Работа Дженис не могла ее по-настоящему обеспечить. Женщина помогает другим женщинам, неделю за неделей вникает в одни и те же проблемы, склеивает чьи-то жизни, вытирает носы чужим детям, проверяет, есть ли еда в чужих холодильниках, и за все это не получает ничего. А какой-нибудь парень, который околачивается на перекрестках, выслеживая сбытчиков наркотиков, получает по полтысячи в день чистыми.
– Вот, пожалуйста. – Он вытащил свою чековую книжку, вырвал из нее десять чеков. – Выпишешь столько, сколько потребуется.
– Очень хлопотно.
– У тебя ведь еще сохранилась карточка, правда?
– Да.
– Возьмешь чеки и сделаешь пару вкладов на отдельный счет, – предложил он. – Столько, сколько надо, положишь, а остальные чеки потратишь на еду или что там тебе будет нужно… на адвоката по бракоразводным делам.
Дженис кинула на него быстрый взгляд.
– Это так, догадка наобум. – Он постарался, чтобы губы его не задрожали. – Положишь деньги на счет и сможешь опять пользоваться карточкой.
– Без нужды я бы просить не стала.
– Знаю. – Это было правдой. – Машина в порядке?
Она кивнула.
Он пытался разбавить свою досаду состраданием, из чего получилось сознание правоты вперемешку со стоическим терпением, подтолкнувшее его сказать ей еще кое-что.
– Наверное, мне понадобится и второй ключ.
Такого Дженис не ожидала. Но ему надоело, приходя с работы, недосчитываться то того, то другого – кастрюлек, домашних растений, книг, одежды, ее любимых вещей, предметов, к которым он был привязан. Шкатулки для драгоценностей, дисков Пэтси Клайн. Это было невыносимо, какие-то партизанские набеги на его психику. Шкаф ее постепенно пустел, комнаты становились просторнее, по-новому гулкими. Возврат ключа заставил бы Дженис, если бы ей что-то понадобилось, позвонить ему, а ее застенчивое нежелание сообщить ему свое местожительство заставляло ценить любое с ней общение.

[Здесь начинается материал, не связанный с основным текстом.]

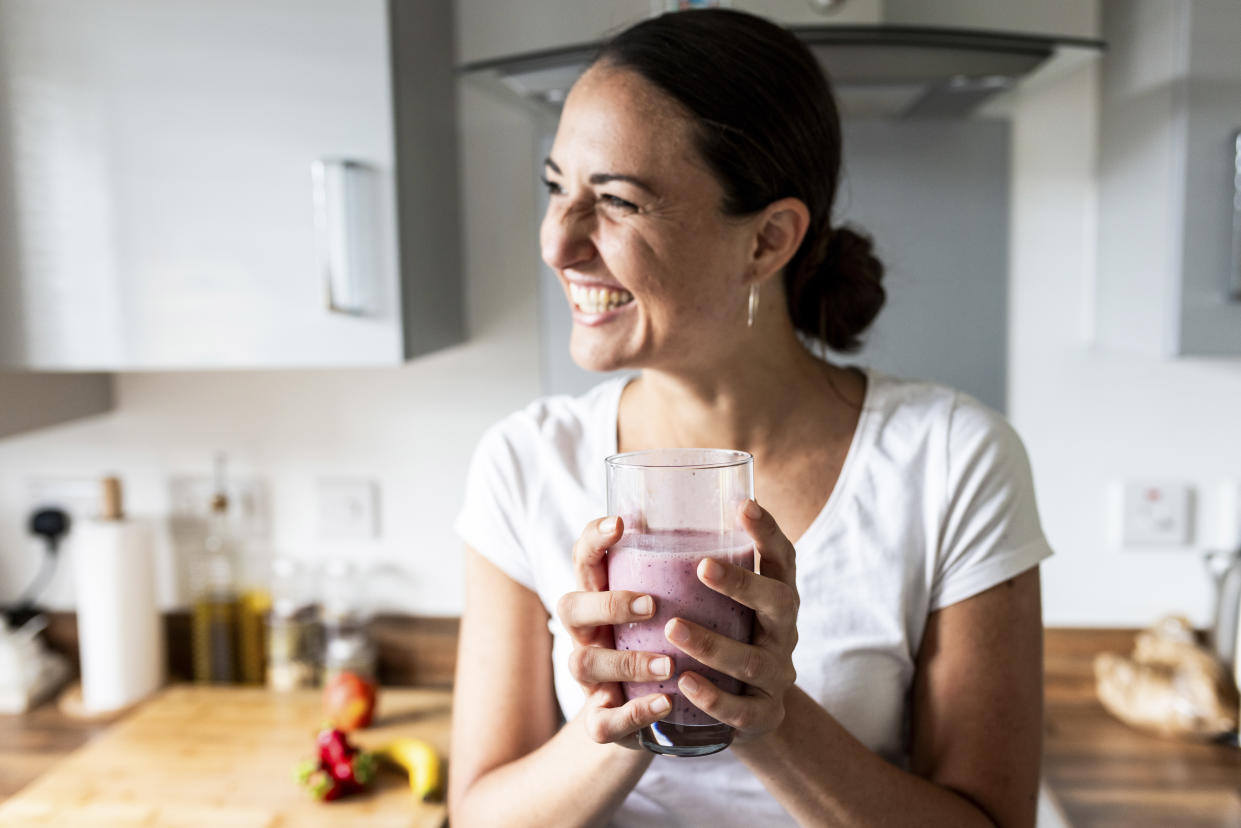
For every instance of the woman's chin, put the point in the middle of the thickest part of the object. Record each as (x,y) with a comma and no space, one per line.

Порывшись в сумочке, она вытащила оттуда связку ключей; их было штук восемь – от входной двери на работе, от кабинета, от картотеки, от «субару» и еще от дома. Он смотрел, как она снимает ключ с кольца, заметив, что среди прочих ключей есть и пара незнакомых – от дома или от квартиры. Дженис протянула ему ключ от их общего дома и спрятала остальные ключи обратно в сумочку.

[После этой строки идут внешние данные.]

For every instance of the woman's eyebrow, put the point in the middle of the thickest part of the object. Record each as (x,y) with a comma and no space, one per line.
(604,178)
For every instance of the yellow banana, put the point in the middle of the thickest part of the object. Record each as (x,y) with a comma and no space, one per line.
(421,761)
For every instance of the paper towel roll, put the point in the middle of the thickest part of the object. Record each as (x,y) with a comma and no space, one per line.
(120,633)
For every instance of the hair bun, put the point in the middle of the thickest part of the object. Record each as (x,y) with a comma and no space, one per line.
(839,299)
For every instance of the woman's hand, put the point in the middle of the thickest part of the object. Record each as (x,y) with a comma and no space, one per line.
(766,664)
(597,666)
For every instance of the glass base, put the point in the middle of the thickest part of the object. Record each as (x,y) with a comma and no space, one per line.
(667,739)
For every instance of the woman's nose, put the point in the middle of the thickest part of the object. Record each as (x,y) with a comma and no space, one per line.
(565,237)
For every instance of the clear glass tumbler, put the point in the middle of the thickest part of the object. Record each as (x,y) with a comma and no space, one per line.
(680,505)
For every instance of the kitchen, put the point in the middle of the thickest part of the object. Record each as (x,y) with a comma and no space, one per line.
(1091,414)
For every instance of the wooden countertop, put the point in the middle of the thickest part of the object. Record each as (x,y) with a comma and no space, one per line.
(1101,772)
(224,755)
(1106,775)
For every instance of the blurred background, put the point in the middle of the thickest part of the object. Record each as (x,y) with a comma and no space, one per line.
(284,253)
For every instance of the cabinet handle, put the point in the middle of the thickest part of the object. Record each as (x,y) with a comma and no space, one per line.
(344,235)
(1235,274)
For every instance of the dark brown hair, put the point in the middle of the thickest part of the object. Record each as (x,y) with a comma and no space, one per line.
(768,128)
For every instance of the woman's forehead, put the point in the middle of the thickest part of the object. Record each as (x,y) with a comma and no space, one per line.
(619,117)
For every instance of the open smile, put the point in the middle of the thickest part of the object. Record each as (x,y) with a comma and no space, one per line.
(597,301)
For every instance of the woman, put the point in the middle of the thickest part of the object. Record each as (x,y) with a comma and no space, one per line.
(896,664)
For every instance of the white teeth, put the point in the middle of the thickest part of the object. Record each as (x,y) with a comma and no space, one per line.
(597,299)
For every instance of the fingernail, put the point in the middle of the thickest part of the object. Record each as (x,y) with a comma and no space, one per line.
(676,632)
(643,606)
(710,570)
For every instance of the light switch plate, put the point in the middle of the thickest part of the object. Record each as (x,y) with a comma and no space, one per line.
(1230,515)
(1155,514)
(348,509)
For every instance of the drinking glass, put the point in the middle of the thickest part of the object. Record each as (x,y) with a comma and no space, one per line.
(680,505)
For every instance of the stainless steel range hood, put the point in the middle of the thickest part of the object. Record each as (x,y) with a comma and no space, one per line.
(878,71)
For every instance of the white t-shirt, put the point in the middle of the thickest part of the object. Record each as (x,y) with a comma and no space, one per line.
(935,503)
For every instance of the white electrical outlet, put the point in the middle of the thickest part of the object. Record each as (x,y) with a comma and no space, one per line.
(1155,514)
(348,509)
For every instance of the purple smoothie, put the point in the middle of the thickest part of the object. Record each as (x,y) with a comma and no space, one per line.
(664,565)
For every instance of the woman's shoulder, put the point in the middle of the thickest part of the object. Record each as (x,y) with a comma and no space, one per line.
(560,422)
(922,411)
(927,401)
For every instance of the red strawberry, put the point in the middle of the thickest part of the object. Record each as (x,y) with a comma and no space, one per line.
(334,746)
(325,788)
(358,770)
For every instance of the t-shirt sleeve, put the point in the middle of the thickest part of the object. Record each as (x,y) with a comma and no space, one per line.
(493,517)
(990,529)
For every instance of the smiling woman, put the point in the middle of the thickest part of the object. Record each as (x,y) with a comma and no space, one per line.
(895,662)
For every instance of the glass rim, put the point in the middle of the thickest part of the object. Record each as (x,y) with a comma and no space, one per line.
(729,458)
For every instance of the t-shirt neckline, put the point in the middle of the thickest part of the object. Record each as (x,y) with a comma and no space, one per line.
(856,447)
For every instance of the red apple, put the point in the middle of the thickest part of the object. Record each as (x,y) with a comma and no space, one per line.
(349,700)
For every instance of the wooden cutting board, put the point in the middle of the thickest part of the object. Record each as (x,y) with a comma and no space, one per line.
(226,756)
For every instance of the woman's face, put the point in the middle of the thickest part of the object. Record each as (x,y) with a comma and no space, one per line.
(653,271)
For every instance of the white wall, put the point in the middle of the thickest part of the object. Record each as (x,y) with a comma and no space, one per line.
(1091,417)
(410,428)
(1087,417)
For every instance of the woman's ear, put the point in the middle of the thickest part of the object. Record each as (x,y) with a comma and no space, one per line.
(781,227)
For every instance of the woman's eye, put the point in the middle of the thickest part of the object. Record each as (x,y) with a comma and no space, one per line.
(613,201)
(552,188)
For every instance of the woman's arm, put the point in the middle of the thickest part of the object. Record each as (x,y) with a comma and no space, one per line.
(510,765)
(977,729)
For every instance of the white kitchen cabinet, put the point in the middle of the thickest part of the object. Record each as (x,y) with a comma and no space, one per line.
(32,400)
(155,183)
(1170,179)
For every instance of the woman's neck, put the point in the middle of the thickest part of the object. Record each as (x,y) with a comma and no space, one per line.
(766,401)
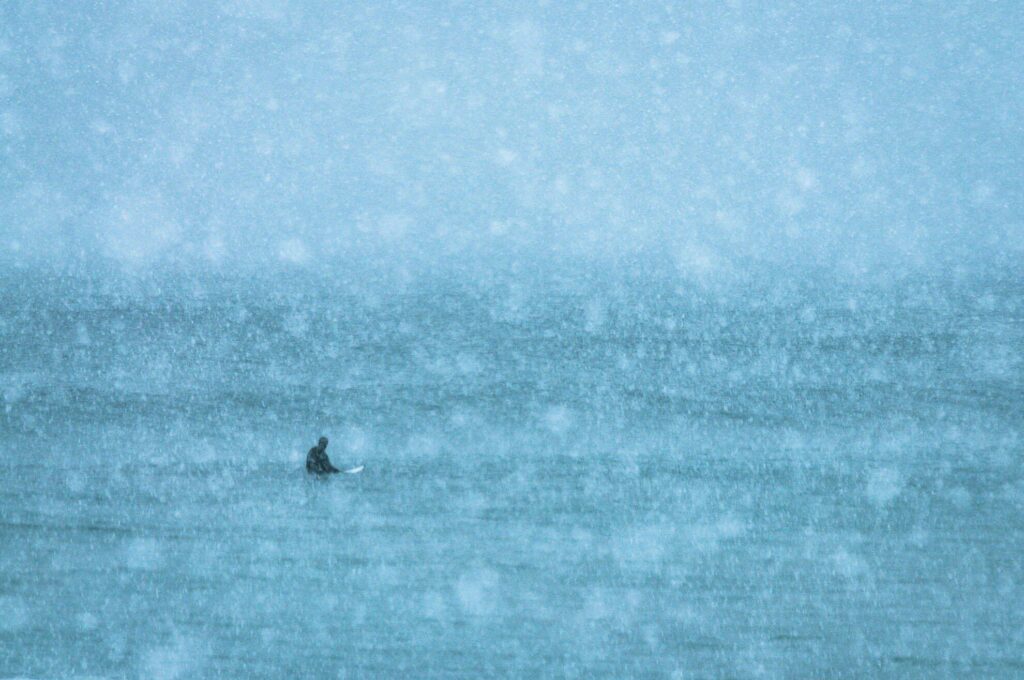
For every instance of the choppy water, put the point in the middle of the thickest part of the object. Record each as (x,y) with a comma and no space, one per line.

– Нелегко это, – негромко сказала она, моргая и заглядывая ему в глаза в поисках сочувствия. – Необходимо, но нелегко.
– Ты уже отдала свой ключ, Дженис. – Он встал, надел шарф. – А это лишь формальность.
Дженис застегнула пуговицы на пальто, потом сжала его пальцы в принужденном рукопожатии. Ему хотелось задержать ее руку в своей, настолько меньше и нежнее его собственной была эта рука. Когда она мягко высвободила руку, он заметил, что она сняла с нее кольца – обручальное и кольцо на свадьбу.

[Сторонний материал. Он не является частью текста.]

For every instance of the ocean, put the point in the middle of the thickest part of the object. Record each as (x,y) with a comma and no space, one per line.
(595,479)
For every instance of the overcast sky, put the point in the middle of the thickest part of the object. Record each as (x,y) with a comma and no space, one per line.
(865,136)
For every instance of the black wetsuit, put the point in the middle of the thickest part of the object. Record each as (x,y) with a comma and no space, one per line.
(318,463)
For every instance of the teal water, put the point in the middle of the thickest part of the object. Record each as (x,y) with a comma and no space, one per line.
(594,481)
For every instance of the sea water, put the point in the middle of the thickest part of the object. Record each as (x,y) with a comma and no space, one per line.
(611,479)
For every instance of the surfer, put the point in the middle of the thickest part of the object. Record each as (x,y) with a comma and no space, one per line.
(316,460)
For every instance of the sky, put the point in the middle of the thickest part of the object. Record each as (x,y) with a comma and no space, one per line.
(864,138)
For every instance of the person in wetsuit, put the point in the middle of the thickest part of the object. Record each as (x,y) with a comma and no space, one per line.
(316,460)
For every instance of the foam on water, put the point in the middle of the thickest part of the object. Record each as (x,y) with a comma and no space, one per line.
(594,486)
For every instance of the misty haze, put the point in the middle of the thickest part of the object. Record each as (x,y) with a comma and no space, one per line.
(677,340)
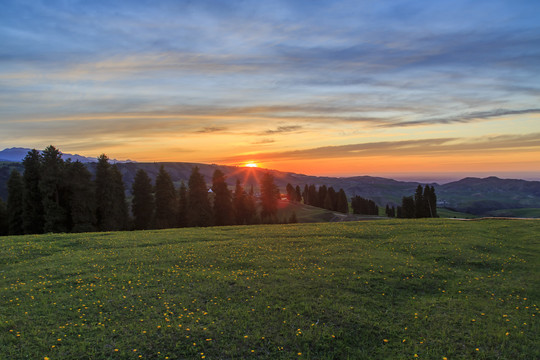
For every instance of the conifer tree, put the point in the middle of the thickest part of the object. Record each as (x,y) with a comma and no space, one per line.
(182,206)
(222,209)
(166,202)
(419,201)
(342,202)
(81,198)
(240,204)
(14,209)
(120,209)
(298,194)
(142,205)
(53,191)
(291,192)
(4,222)
(111,207)
(33,205)
(199,210)
(269,198)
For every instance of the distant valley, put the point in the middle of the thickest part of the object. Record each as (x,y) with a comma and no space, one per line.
(489,196)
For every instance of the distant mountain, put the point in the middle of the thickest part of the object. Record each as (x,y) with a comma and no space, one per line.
(471,195)
(18,154)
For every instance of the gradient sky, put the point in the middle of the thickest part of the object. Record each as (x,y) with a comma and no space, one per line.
(319,87)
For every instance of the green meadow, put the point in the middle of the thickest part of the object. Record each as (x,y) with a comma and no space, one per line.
(384,289)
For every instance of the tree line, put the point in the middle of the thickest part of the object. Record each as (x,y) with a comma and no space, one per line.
(53,195)
(324,197)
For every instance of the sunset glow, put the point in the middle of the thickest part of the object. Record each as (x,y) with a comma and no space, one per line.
(321,88)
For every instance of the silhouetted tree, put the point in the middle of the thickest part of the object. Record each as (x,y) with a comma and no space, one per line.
(120,209)
(165,201)
(80,197)
(4,222)
(182,206)
(223,209)
(240,204)
(142,205)
(364,206)
(111,207)
(291,192)
(14,210)
(408,207)
(342,202)
(298,194)
(199,211)
(53,191)
(419,203)
(269,198)
(33,205)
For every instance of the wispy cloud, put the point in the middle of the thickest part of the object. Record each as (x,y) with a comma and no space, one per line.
(424,147)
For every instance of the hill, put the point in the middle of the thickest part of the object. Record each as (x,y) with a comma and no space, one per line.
(470,195)
(389,289)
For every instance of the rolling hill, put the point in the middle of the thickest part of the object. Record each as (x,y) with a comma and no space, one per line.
(478,196)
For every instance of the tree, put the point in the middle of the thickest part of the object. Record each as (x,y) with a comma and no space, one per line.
(223,209)
(81,197)
(111,207)
(342,203)
(165,203)
(120,210)
(240,204)
(269,198)
(15,203)
(298,194)
(142,205)
(199,210)
(181,215)
(53,191)
(4,222)
(419,203)
(33,206)
(408,207)
(291,192)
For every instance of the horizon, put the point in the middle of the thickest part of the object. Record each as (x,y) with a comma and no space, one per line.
(413,89)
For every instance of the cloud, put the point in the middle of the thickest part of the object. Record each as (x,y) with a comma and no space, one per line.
(464,118)
(424,147)
(211,129)
(284,129)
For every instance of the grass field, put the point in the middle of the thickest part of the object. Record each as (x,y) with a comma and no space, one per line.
(385,289)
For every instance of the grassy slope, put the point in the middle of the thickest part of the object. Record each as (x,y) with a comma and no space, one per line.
(360,290)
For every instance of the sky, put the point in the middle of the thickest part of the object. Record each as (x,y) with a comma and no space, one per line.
(434,89)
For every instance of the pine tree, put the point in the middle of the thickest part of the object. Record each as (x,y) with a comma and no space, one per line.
(166,202)
(298,194)
(120,210)
(408,207)
(239,204)
(81,197)
(53,191)
(223,208)
(342,203)
(182,206)
(291,192)
(305,194)
(15,203)
(269,198)
(419,208)
(111,207)
(142,205)
(33,205)
(4,221)
(199,210)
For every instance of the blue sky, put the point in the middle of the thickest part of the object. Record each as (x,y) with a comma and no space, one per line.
(305,85)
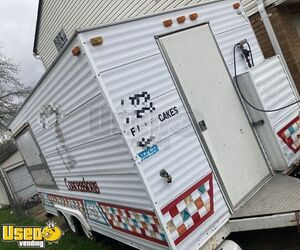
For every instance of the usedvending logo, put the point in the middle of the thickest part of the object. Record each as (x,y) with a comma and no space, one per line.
(30,236)
(148,152)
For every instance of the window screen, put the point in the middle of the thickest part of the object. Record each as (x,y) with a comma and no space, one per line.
(34,159)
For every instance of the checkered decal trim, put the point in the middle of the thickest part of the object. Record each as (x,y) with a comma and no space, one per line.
(190,210)
(143,224)
(290,134)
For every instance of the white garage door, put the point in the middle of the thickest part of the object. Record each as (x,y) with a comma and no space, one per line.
(21,183)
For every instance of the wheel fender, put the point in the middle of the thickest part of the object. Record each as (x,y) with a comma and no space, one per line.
(69,212)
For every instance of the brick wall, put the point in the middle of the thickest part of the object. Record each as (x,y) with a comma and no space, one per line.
(287,36)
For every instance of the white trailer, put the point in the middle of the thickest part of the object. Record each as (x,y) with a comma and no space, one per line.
(137,132)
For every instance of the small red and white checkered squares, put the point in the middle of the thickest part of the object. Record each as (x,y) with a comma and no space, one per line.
(190,210)
(67,202)
(139,223)
(290,134)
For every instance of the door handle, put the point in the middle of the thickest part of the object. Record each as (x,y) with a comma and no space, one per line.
(202,125)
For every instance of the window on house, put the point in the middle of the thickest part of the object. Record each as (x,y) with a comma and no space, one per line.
(60,40)
(33,158)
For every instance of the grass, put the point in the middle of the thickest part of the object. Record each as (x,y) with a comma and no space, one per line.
(69,241)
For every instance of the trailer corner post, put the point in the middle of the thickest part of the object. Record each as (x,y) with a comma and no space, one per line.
(274,41)
(15,206)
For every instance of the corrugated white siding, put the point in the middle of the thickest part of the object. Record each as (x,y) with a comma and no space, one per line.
(250,6)
(275,91)
(86,141)
(71,15)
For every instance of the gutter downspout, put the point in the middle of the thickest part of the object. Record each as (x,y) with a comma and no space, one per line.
(275,44)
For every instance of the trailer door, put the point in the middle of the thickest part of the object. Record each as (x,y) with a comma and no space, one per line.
(195,62)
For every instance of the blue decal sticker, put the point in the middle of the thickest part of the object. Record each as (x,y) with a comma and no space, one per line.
(148,152)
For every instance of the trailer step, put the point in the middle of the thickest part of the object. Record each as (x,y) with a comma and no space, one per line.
(281,194)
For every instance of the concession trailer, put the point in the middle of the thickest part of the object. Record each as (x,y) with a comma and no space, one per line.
(141,130)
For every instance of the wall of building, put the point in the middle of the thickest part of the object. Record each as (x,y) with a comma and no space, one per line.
(56,15)
(287,35)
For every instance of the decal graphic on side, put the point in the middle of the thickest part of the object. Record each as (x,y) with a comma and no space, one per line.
(95,213)
(140,223)
(190,210)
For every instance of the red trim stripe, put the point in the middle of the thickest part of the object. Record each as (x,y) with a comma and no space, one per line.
(288,141)
(198,220)
(127,209)
(170,206)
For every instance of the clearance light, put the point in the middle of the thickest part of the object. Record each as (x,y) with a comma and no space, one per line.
(96,40)
(193,16)
(76,51)
(181,19)
(168,23)
(236,5)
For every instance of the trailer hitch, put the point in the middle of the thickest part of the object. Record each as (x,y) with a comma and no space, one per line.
(258,123)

– До свидания, Питер. Она повернулась и ушла.
На улице мимо него шли люди; шли торопливо, нахохлившись; они спешили на работу, к своим соперничествам, разногласиям, спорам, радостям, спешили к могиле – непонятные мелькающие тени на каменной глыбе города. Город этот был очень стар, и каким-то странным образом он делал старше и его, Питера, потому что первые Скаттергуды поселились здесь очень давно, еще когда никакой Ратуши и в помине не было, а была лишь котловина в скалах, где позднее, как ни странно, обнаружили золото и начали его добывать. Он так хорошо знал этот город, чувствовал, как сменяют здесь друг друга времена года, как бежит время.
А вот сейчас настало время раздуть в себе сегодняшнее ощущение правоты. Ведь задача Моргана в это утро – атаковать эту правоту, представить суду своих последних свидетелей, и Питер видел по суетливой деловитости Моргана, по тому, как тот все время либо что-то писал, либо шептал что-то на ухо подзащитному, что в этом всплеске активности Морган уже не внемлет никаким разумным доводам, а стремится лишь к одному – достичь цели, убедить всех в смехотворности своей версии. Возможно также, что утром Морган выпил слишком много кофе, а Питер помнил слова, сказанные Берджером накануне, его совет чем-нибудь взвинтить Моргана, и чем больше, тем лучше.